Houchin, the mother of three, hoped at best for at least several years of remission. However, that wasn’t to be. After just 17 months of treatment and at 31 years old, he succumbed to his cancer. The loss, she said, opened the door, albeit uninvited, to a better understanding of the “utter devastation” experienced by those loved ones left behind.
“Laura understands what presence means in another person’s life,” said Tracey Gosselin, PhD, RN, AOCN, chief nursing and patient care services officer for Duke University Health. “Early in my career I was fortunate to have Laura teach and guide me – her focus then was always on the patient. All these years later, the patient is still Laura’s primary focus.”
It won’t be easy for Houchin to leave nursing. It is not just a profession; it’s a lifestyle that has forged Houchin’s identity for the better part of half a century. However, Houchin will push through the bittersweet goodbyes. After all, there are plans for her newly found free time.

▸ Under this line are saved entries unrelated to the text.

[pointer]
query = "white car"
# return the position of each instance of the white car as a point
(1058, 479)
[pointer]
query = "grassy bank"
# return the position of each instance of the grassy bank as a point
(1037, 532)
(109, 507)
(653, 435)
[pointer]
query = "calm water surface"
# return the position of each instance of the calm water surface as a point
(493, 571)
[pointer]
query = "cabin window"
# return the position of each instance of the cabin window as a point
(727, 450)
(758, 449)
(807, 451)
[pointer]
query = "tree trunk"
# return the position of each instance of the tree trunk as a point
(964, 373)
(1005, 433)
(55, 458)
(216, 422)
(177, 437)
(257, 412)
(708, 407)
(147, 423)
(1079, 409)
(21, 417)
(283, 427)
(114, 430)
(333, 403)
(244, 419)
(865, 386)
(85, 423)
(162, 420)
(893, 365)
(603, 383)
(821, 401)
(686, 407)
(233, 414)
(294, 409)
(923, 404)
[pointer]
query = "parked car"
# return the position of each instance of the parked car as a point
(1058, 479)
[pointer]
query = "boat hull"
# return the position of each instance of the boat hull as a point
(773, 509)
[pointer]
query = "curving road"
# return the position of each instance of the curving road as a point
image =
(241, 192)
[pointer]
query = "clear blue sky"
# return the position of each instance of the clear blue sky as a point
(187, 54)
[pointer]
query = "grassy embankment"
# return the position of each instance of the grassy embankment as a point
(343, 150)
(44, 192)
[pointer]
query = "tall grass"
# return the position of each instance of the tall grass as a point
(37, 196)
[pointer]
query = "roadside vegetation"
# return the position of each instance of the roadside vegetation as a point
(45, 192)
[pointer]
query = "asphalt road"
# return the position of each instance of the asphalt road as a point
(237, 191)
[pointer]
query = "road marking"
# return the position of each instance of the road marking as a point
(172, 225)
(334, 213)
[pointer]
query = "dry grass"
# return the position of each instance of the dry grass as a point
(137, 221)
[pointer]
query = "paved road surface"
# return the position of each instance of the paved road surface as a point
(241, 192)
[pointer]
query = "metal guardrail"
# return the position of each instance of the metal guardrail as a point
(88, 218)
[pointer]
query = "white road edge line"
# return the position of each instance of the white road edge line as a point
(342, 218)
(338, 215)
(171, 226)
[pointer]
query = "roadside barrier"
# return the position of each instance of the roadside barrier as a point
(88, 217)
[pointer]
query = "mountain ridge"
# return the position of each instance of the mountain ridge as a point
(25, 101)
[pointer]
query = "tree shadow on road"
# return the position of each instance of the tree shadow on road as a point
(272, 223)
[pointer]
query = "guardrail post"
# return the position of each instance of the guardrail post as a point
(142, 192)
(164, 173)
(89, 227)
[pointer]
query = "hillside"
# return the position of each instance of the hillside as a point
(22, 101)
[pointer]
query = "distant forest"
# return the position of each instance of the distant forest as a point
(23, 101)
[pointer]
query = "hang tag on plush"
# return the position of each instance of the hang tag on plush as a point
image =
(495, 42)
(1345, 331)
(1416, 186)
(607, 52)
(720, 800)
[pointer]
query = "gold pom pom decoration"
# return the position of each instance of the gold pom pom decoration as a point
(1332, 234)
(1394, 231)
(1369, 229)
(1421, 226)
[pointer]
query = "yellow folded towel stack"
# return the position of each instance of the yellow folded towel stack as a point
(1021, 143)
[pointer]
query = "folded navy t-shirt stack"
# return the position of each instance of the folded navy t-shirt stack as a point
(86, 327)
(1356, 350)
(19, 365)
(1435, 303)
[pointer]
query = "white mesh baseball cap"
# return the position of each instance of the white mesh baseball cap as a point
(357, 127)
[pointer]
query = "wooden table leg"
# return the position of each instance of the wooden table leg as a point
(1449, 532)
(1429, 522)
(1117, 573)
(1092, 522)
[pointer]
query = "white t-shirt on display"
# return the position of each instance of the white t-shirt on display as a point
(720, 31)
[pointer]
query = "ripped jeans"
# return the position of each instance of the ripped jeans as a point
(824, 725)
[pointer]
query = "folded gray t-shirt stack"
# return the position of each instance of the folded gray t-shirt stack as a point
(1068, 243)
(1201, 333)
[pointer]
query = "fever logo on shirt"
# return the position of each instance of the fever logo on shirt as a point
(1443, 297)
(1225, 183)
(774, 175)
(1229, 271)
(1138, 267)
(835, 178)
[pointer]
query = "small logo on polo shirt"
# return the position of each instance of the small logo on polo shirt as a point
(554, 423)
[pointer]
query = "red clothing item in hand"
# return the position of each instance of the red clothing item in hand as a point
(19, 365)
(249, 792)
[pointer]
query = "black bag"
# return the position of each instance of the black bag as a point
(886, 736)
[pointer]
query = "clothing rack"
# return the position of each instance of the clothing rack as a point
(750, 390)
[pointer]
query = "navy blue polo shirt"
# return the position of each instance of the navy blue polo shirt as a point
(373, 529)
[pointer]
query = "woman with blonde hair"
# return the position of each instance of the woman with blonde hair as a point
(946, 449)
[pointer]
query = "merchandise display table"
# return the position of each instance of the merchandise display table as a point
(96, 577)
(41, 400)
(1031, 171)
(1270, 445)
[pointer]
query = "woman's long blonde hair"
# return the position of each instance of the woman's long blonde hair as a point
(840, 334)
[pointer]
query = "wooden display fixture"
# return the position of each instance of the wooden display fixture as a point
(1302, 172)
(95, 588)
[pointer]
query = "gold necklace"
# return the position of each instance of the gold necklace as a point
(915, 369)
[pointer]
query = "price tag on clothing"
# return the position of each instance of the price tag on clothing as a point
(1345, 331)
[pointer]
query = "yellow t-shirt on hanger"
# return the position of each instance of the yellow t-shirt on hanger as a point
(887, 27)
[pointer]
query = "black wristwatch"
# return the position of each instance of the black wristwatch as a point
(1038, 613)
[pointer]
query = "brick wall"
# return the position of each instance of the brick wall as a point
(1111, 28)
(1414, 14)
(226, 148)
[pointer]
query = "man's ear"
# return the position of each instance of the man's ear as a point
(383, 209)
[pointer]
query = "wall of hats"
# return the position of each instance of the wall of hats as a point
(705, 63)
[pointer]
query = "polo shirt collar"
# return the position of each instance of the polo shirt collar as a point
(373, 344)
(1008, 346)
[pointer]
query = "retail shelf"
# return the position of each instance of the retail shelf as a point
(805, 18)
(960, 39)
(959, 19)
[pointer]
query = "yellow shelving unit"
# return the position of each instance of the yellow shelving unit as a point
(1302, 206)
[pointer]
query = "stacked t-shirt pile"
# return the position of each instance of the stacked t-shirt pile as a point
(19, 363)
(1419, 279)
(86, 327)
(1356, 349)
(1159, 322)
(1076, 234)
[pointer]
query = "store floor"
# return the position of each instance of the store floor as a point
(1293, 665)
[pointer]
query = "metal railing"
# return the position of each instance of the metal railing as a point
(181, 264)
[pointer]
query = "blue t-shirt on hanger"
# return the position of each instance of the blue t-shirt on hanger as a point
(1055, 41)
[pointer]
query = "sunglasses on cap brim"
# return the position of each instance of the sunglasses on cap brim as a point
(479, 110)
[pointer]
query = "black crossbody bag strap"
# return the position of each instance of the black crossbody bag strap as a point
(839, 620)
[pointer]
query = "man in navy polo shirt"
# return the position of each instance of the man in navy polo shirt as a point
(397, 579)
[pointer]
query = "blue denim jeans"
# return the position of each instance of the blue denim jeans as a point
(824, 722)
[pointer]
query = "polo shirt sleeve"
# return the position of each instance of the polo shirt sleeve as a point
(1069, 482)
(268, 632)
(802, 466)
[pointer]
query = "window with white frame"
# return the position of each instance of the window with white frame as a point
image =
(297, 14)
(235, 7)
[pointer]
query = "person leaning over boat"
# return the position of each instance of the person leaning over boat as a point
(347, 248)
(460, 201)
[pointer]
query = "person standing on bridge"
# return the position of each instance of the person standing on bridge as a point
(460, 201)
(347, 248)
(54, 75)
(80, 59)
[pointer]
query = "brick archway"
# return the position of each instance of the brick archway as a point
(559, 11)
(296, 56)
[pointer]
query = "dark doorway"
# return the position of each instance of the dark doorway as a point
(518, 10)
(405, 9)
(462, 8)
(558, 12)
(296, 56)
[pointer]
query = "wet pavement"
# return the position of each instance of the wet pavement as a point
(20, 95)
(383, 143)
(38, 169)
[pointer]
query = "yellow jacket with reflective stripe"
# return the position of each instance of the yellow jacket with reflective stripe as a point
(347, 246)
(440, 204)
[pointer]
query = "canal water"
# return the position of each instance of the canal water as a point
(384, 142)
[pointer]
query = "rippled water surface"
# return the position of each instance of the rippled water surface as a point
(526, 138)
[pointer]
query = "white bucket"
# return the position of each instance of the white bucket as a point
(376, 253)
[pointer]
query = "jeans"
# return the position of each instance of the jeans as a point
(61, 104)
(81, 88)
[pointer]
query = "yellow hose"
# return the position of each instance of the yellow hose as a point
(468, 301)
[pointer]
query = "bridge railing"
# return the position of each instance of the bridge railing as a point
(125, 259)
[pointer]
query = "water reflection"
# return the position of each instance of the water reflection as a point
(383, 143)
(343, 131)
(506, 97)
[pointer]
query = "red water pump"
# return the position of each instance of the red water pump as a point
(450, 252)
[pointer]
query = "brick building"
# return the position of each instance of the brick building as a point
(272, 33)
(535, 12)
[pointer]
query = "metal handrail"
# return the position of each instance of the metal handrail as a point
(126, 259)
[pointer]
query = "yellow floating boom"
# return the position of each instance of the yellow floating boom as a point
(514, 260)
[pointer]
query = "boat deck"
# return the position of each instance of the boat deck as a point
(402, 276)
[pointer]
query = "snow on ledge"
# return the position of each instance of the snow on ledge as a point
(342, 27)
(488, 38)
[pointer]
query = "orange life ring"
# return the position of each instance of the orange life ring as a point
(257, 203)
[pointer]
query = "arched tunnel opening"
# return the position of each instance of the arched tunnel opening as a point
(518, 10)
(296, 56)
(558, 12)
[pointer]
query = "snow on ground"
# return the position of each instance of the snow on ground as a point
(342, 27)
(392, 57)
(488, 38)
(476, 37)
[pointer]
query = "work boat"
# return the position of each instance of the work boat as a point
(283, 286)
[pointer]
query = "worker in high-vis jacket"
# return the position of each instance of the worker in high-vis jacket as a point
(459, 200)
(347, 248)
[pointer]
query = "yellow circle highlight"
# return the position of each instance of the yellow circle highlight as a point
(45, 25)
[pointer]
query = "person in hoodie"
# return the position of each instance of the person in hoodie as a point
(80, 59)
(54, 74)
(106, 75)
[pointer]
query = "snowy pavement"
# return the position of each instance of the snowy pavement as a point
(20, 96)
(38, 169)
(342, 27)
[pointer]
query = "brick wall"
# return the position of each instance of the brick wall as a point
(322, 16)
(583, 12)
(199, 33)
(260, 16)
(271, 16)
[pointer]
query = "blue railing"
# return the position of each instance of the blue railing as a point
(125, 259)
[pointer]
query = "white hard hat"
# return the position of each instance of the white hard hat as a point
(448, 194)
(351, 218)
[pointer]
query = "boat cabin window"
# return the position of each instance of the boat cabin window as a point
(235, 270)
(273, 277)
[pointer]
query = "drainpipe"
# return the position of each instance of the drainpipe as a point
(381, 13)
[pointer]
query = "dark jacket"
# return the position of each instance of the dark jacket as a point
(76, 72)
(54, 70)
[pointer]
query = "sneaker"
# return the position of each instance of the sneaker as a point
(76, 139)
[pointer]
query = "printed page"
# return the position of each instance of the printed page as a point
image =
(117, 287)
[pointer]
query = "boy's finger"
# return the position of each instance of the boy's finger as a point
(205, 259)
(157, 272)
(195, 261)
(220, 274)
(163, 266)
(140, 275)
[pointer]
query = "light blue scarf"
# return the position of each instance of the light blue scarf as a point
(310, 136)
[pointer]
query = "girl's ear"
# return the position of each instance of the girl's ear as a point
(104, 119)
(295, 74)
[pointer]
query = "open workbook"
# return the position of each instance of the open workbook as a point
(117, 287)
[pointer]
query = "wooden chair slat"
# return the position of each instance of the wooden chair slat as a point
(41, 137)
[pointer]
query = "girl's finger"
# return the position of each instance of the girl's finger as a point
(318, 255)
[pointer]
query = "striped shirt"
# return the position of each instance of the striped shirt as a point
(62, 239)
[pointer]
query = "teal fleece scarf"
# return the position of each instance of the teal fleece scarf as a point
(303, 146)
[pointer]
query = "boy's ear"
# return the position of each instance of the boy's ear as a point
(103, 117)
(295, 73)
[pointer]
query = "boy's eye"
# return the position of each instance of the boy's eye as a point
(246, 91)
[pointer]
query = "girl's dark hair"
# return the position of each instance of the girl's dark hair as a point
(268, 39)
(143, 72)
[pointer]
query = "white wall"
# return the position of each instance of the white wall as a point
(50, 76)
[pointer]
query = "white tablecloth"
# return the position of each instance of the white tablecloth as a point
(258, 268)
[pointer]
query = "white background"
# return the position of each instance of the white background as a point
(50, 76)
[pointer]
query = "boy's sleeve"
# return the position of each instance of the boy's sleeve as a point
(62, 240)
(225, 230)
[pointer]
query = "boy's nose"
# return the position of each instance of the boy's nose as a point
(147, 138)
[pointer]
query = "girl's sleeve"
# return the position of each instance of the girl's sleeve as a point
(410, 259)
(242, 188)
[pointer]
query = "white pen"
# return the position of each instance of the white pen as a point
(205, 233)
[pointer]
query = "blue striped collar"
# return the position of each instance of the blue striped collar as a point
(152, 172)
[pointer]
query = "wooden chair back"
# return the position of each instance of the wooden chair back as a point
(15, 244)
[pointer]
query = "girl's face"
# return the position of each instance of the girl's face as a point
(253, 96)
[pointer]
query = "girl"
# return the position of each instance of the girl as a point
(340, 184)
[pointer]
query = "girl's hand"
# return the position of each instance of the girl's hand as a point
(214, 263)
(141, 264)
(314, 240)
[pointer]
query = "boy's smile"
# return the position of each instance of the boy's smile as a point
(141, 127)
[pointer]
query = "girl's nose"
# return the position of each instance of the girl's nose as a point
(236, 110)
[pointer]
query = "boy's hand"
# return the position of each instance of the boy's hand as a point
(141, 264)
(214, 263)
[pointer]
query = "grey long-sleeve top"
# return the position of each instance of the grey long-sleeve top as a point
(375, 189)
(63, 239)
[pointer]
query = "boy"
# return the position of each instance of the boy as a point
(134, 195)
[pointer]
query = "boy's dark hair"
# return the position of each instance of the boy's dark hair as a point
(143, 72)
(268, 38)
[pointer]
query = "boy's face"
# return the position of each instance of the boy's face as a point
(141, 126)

Houchin’s husband has told her to get her passport ready. Avid Beatles fans since the 1960s, the couple plans to make England one of their first stops. Their planned pilgrimage to Liverpool will surely include a pint at the Blue Angel pub, a visit to Eleanor Rigby’s grave, a meander past Paul McCartney’s childhood home on Forthlin Road and, of course, a stroll down Penny Lane.
“Just to stand on the sidewalks in Liverpool will be an exciting moment," said Houchin, already discovering, as the Beatles song goes, . . . Ob-La-Di, Ob-La-Da life goes on.
There will be a retirement party for Laura on Friday, July 27, at 5 p.m. in the Level 2 Conference Room at Duke Cancer Center. Everyone is invited to attend.